Think about the last time you made a plan that was very familiar, yet didn’t go as planned. It didn’t even go as it had gone the last several times. So what did you do then? I bet you simply reacted as needed and then either quickly or eventually, worked around it or came up with a new plan.

Okay, so then what’s so bad about holding onto the familiar then? Nothing. It’s just that if you have been feeling stuck, and seem to lack the energy you’re used to, it may be time to give the familiar a bit of a rest. Not forever, but just for a little. Because the longer we stay in what is known, the longer this feeling of unrest will continue.

The more we resist it persists. That is still true. But if you are like me, you rarely resist and that is the part that persists. That is the part keeping you from a complete reset. One that will clear your mind, give you  a little pep in your step and just might even put a smile back on your face.

Then, you can go back to your familiar routines!

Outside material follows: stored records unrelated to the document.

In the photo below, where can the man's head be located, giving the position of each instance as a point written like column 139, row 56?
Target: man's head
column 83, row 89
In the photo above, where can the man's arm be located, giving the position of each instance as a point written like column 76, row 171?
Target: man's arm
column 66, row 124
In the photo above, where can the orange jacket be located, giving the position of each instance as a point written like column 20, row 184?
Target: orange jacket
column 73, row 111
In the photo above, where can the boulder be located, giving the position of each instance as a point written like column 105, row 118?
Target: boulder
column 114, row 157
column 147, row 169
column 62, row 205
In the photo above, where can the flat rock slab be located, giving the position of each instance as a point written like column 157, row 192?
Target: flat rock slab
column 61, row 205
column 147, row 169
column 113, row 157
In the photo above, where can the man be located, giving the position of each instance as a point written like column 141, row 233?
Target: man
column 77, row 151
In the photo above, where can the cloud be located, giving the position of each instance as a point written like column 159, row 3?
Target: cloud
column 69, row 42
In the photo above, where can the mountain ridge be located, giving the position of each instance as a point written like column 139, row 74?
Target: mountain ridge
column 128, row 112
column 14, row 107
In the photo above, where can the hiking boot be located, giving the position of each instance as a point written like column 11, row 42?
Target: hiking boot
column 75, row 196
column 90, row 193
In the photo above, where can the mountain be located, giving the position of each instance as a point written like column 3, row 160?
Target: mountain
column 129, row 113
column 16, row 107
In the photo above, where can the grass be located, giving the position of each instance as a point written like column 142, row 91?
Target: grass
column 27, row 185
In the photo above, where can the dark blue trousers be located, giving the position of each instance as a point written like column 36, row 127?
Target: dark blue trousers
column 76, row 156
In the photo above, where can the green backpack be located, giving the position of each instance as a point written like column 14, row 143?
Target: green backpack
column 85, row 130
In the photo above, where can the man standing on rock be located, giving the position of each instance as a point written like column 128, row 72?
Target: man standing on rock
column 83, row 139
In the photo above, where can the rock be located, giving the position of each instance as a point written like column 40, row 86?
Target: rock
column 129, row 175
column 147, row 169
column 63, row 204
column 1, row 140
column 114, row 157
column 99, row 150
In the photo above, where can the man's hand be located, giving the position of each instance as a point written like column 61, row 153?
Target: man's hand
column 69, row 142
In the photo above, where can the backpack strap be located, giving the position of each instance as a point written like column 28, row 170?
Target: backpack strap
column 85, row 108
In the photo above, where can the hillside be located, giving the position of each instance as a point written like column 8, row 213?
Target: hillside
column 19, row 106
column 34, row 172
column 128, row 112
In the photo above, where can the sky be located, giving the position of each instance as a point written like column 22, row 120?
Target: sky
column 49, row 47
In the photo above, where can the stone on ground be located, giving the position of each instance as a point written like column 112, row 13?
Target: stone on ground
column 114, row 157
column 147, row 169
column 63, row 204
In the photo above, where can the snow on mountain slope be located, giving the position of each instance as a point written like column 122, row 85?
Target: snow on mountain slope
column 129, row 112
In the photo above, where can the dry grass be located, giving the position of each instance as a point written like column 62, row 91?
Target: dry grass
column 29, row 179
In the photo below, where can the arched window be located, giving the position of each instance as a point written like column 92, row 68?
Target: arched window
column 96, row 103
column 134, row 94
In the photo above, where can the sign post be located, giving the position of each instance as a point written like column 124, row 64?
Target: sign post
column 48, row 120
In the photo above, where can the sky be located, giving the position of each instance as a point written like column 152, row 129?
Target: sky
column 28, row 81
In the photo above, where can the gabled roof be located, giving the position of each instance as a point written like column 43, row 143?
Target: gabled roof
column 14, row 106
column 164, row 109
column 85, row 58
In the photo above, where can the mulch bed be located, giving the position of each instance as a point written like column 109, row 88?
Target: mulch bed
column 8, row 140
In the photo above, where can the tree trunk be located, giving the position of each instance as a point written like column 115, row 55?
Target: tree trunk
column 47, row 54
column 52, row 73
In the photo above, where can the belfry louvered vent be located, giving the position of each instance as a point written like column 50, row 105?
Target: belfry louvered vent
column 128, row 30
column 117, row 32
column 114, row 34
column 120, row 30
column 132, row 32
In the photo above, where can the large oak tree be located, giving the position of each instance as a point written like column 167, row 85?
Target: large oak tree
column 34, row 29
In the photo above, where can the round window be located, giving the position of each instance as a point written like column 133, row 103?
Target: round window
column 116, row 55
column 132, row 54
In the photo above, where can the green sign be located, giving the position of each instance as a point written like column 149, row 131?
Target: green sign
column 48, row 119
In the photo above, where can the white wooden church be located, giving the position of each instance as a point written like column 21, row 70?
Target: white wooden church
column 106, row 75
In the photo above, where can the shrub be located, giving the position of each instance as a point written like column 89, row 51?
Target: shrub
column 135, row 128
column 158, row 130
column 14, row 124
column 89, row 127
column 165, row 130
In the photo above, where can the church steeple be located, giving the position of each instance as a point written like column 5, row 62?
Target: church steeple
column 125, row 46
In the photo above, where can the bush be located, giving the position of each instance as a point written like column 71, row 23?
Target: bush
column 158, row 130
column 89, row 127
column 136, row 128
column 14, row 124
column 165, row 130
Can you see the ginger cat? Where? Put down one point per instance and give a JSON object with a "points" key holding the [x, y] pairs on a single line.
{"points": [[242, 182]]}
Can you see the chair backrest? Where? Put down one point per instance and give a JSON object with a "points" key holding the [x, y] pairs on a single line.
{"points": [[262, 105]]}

So what will you do to reset? It’s helpful to find something new. Maybe something you have never tried before or something you have often thought about but could never find the courage to break free from the routines you already have.

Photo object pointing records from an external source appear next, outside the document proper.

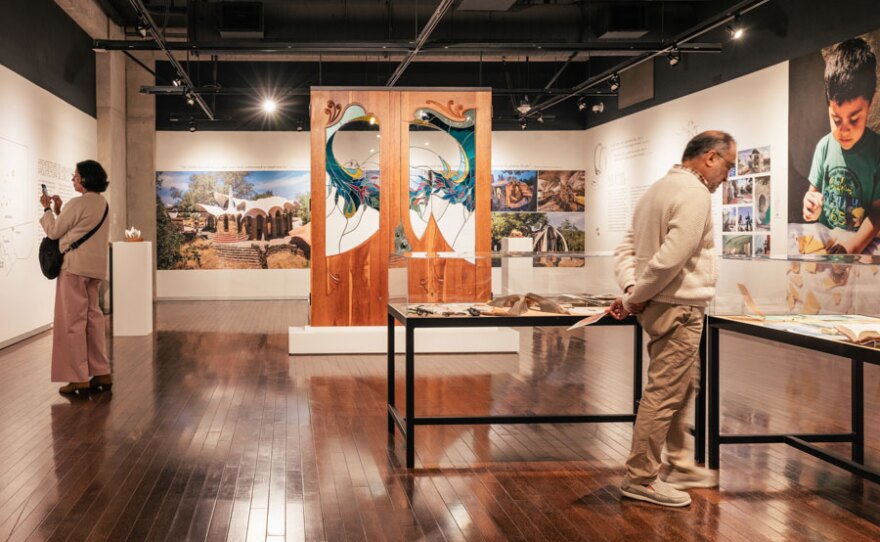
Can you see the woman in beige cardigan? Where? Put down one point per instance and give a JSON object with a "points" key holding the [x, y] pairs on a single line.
{"points": [[78, 346]]}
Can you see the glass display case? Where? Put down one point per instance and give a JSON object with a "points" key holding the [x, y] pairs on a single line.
{"points": [[828, 296], [501, 283]]}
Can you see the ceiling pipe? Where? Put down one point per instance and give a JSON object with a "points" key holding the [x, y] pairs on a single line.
{"points": [[678, 42], [139, 6], [420, 40]]}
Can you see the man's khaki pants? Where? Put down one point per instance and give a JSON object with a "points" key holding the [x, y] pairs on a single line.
{"points": [[673, 379]]}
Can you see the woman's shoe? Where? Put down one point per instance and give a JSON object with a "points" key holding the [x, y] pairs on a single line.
{"points": [[74, 388], [101, 382]]}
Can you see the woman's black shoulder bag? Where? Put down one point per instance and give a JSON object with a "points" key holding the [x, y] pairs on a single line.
{"points": [[51, 256]]}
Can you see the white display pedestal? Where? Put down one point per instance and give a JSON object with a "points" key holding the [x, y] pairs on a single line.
{"points": [[374, 340], [132, 288], [517, 272]]}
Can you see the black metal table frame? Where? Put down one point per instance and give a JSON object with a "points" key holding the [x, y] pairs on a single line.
{"points": [[858, 357], [407, 423]]}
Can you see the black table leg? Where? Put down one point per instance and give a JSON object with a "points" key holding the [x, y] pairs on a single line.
{"points": [[637, 367], [857, 400], [714, 399], [700, 405], [390, 372], [410, 398]]}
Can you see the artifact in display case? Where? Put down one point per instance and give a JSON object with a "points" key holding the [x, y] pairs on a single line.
{"points": [[584, 288], [834, 297]]}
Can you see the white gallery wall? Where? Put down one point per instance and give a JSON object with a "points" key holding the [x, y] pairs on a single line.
{"points": [[627, 155], [41, 140]]}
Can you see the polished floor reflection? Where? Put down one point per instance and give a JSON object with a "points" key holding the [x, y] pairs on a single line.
{"points": [[212, 432]]}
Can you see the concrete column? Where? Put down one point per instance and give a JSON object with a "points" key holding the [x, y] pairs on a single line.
{"points": [[140, 147], [111, 135], [140, 137]]}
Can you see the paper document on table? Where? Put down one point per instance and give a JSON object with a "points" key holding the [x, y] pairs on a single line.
{"points": [[588, 321], [750, 303]]}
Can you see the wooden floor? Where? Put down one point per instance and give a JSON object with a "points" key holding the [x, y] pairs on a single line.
{"points": [[213, 432]]}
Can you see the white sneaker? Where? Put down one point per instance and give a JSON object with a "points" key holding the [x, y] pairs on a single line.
{"points": [[696, 477], [657, 492]]}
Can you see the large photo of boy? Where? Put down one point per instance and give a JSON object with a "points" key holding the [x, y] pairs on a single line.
{"points": [[834, 150]]}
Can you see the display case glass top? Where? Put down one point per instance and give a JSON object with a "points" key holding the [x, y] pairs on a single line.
{"points": [[521, 284], [832, 297]]}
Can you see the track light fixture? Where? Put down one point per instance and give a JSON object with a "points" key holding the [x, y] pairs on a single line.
{"points": [[674, 56], [141, 26], [614, 81], [735, 29]]}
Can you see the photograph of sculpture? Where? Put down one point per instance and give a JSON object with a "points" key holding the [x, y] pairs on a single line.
{"points": [[762, 245], [750, 161], [737, 191], [833, 198], [232, 219], [762, 203], [728, 218], [736, 246], [514, 190], [564, 232], [561, 191], [744, 220]]}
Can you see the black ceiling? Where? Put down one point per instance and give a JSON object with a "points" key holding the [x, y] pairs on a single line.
{"points": [[534, 48]]}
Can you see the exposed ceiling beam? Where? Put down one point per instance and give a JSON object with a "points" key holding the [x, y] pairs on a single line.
{"points": [[680, 41], [153, 30], [420, 40], [168, 90], [430, 51], [90, 16]]}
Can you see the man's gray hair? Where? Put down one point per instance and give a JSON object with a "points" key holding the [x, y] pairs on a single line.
{"points": [[705, 142]]}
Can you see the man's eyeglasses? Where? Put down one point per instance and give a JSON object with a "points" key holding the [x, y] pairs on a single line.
{"points": [[727, 163]]}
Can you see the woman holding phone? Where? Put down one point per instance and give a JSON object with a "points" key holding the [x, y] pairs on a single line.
{"points": [[79, 354]]}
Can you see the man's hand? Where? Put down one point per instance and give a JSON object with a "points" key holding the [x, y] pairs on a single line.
{"points": [[617, 310], [812, 206]]}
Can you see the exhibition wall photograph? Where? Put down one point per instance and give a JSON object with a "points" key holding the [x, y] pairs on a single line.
{"points": [[834, 149], [232, 220], [42, 137]]}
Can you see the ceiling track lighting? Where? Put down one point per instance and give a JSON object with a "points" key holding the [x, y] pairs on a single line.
{"points": [[735, 29], [614, 82], [674, 56]]}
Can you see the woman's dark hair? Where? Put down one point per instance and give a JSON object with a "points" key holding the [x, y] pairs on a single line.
{"points": [[94, 178]]}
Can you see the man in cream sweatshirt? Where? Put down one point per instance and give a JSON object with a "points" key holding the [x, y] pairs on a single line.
{"points": [[666, 268]]}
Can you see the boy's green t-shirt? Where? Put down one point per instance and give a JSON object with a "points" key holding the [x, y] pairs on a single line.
{"points": [[848, 180]]}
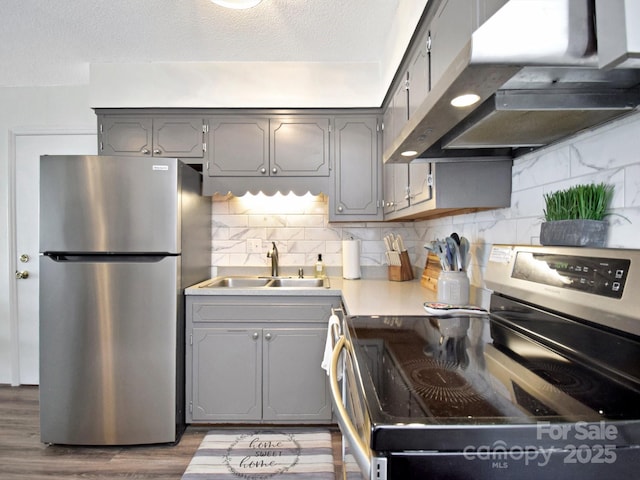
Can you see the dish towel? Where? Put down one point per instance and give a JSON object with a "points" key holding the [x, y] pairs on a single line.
{"points": [[328, 347]]}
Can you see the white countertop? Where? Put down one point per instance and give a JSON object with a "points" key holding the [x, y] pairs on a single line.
{"points": [[360, 297], [383, 297]]}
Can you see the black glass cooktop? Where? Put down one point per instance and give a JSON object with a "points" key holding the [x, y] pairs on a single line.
{"points": [[517, 366]]}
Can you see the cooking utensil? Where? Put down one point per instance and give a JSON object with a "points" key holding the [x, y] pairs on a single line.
{"points": [[453, 254], [464, 252]]}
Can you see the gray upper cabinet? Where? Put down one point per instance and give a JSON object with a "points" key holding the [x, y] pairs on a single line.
{"points": [[179, 136], [406, 185], [286, 146], [299, 146], [444, 187], [451, 29], [358, 177], [396, 187], [419, 73], [238, 146]]}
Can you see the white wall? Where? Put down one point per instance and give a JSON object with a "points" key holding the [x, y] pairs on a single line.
{"points": [[29, 109]]}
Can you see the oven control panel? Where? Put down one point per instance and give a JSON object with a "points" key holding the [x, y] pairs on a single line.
{"points": [[598, 276]]}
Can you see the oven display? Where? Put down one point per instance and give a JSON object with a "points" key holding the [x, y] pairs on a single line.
{"points": [[598, 276]]}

One of the routines I stick to on repeat, relies on workouts mostly in the gym, unless running or swimming and never anything that involves eye-hand coordination. Long ago I added this to the list of things I would no longer do. And by long ago, I mean, when I was 10 years old. All I needed was one season of softball to see that my eyes and hands did not work well together. It might have also had something to do with the coach that insisted I stand still when at bat, in hopes of getting a walk. I understood the message loud and clear and have carried it with me ever since.

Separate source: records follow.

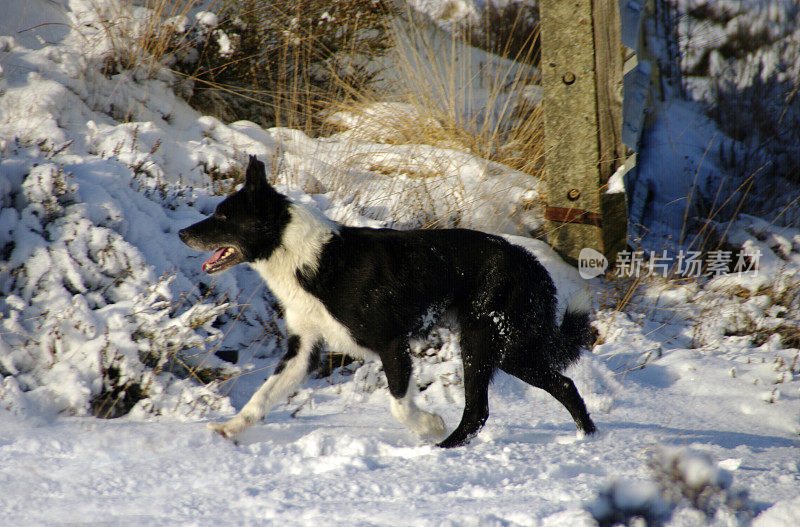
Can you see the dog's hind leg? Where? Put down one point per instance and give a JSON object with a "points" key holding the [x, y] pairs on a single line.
{"points": [[397, 366], [479, 365], [559, 386], [292, 369]]}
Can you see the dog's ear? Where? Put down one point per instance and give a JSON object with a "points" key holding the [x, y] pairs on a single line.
{"points": [[256, 175]]}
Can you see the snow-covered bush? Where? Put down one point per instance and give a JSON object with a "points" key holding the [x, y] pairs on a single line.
{"points": [[685, 483], [278, 63], [691, 477], [740, 59], [86, 327]]}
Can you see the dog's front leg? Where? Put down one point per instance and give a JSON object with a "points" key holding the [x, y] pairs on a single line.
{"points": [[292, 369]]}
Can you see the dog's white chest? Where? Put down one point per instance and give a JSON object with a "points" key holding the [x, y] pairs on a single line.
{"points": [[305, 314]]}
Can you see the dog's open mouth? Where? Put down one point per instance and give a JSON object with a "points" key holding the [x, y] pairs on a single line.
{"points": [[222, 258]]}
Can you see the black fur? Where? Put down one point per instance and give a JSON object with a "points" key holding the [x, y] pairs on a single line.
{"points": [[385, 286]]}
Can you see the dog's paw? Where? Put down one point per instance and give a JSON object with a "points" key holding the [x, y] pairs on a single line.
{"points": [[228, 429]]}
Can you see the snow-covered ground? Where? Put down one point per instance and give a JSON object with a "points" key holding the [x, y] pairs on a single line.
{"points": [[99, 171]]}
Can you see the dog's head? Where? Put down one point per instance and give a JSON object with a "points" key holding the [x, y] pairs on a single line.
{"points": [[247, 225]]}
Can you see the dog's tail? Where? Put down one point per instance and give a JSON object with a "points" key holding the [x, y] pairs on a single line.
{"points": [[575, 329]]}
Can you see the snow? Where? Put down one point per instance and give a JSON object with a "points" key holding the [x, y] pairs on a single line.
{"points": [[99, 171]]}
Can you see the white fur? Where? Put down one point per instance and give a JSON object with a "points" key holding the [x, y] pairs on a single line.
{"points": [[407, 412], [275, 390], [306, 316]]}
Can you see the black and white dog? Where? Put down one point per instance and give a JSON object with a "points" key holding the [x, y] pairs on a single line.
{"points": [[364, 292]]}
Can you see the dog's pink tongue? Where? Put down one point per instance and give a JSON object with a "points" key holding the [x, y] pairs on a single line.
{"points": [[214, 257]]}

Forty-six years later, while enjoying more free time on my hands, doing my best to tap into all the things I love, like coaching and writing, I begin to have this hankering to be included in the latest craze. Pickle ball. Not because I have a fear of missing out, but just because it looks like a great way to reset, an excuse to be outdoors and because it looks like a fun group activity, which is seems to be the one thing I have missed since retiring from teaching. Group activities. I didn’t know for sure if pickle ball was the answer, but was curiously afraid and wanted to find out.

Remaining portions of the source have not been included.